De nombreux déséquilibres mondiaux sont apparus ces dernières années. En Chine, la dette du secteur privé est passée de seulement 4500 milliards de dollars avant la crise financière mondiale à 30.000 milliards de dollars aujourd’hui. Aux États-Unis, la position extérieure nette du pays (-11.000 milliards de dollars) est cinq fois plus importante qu’avant la crise de 2008. Enfin, les inégalités sociales ont atteint des niveaux inédits depuis les années 1920.

Les déséquilibres se sont creusés durant cette expansion, résultant de 11 années d’accumulation des risques.

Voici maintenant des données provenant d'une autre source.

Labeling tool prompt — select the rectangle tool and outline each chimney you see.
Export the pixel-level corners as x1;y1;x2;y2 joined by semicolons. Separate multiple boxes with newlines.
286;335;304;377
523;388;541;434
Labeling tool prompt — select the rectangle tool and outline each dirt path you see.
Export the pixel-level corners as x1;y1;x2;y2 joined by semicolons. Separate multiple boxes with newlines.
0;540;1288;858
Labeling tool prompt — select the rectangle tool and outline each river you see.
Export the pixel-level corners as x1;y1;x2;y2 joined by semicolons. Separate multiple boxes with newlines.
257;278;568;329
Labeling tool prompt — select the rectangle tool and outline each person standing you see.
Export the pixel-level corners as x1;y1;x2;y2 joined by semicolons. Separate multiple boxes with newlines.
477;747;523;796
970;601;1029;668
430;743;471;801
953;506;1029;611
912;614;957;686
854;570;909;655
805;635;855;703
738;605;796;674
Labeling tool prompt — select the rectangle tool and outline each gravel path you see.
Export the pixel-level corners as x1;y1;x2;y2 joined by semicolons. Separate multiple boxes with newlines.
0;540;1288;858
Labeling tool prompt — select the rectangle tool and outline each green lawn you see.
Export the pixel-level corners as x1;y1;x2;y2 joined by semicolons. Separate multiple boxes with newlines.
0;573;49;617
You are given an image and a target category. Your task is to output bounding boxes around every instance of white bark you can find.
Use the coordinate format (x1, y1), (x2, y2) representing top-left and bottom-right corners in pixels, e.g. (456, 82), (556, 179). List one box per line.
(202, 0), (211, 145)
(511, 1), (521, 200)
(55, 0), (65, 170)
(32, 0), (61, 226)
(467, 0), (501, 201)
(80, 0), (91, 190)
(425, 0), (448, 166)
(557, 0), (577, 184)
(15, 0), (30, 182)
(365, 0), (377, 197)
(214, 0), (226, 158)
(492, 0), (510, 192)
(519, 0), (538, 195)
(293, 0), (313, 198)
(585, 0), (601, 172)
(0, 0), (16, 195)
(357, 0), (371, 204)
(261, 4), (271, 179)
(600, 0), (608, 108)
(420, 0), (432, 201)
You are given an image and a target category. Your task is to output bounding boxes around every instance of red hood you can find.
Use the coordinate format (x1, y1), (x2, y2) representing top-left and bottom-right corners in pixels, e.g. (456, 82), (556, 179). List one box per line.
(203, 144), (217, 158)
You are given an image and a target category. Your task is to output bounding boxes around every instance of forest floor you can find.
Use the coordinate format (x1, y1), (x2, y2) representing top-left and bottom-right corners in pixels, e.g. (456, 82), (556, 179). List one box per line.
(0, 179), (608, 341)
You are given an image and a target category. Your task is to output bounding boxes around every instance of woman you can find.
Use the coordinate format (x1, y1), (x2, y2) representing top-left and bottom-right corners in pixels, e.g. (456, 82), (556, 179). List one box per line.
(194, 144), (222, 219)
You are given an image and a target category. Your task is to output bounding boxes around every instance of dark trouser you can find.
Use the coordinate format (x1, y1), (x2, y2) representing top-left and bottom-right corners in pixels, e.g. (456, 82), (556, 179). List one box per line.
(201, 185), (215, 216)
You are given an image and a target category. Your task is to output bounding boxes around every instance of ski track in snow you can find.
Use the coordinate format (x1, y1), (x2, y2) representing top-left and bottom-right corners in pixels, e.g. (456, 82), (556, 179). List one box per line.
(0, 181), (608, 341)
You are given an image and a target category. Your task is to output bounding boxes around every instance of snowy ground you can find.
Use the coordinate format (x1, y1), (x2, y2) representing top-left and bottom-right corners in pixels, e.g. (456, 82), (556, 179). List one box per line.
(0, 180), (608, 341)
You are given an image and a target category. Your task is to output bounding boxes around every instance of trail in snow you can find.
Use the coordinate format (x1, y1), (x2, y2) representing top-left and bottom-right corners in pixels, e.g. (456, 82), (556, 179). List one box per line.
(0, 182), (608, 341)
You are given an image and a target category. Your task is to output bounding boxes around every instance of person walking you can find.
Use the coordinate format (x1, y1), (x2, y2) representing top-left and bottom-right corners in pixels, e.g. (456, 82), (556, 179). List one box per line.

La politique des banques centrales, parfois trop accommodante (en 2014-17 par exemple), a contribué à alimenter une bulle des actions et à détériorer les conditions de prêt. De nombreuses économies ouvertes comme l’Allemagne ou le Japon avaient déjà ralenti avant 2020, victimes du mercantilisme et des tensions commerciales.

Cette combinaison inhabituelle d’excès de marché et de véritable fragilité économique a rendu les économies et les marchés plus vulnérables à un choc négatif. Personne ne sait prédire un choc exogène et les déclencheurs immédiats d’un krach. S’ils étaient connus, ils seraient pris en compte et il n’y aurait pas de crise.

Cette fois, l’élément déclencheur ne fait aucun doute. Une récession mondiale est à présent inévitable et pourrait être aussi grave que celle de 2008, qui avait vu le PIB américain perdre presque 4% en un an. Les spreads de crédit sont déjà en train de compenser une profonde récession.

Dans ce marché baissier, tout va plus vite, y compris la réponse politique des autorités monétaires et budgétaires. Les autorités ont tiré les leçons de 2008 sont évidemment prêtes à aller plus loin et plus rapidement. Nous allons observer un transfert de risque du secteur privé vers le secteur public, et les déficits budgétaires colossaux qui en résulteront seront financés par les banques centrales, sur fond d’augmentation des programmes de rachats d’actifs. Ce partage des risques par le secteur public est exactement ce qui a mis fin à la crise de 2008, et il est de nouveau nécessaire.

Il précise que les coûts seront cependant considérables et qu’à long terme, la question sera de savoir qui va payer. Les coûts vont-ils incomber au secteur public et se traduire par une «taxe corona» dans les années à venir, ou être supportés par le secteur privé?

Cela sera surement différent d’un pays à l’autre, selon que les gouvernements sont prêts à accepter que les entreprises les plus vulnérables fassent faillite, ou qu’ils préfèrent les en empêcher. 

Repartir après le coup d’arrêt

Nous ne savons pas encore quand l’économie mondiale va repartir. Le Covid-19 continue de se propager rapidement et le pic n’a pas encore été atteint. Tant que la fin de l’épidémie ne sera pas en vue, les marchés devraient rester extrêmement volatils. Cela dit, les marchés s’efforceront de regarder au-delà de toute cette misère et d’intégrer progressivement la bonne prime du Covid-19.

Pour résumer, les fondamentaux sont clairement mauvais. Pendant un certain temps, nous allons vivre une profonde récession et beaucoup d’incertitudes. Mais il est évident que nous sommes dans la phase de peur, de panique et de rejet. En matière de politiques de soutien, l’aide budgétaire sera supérieure à 1000 milliards de dollars dans chaque grande région économique.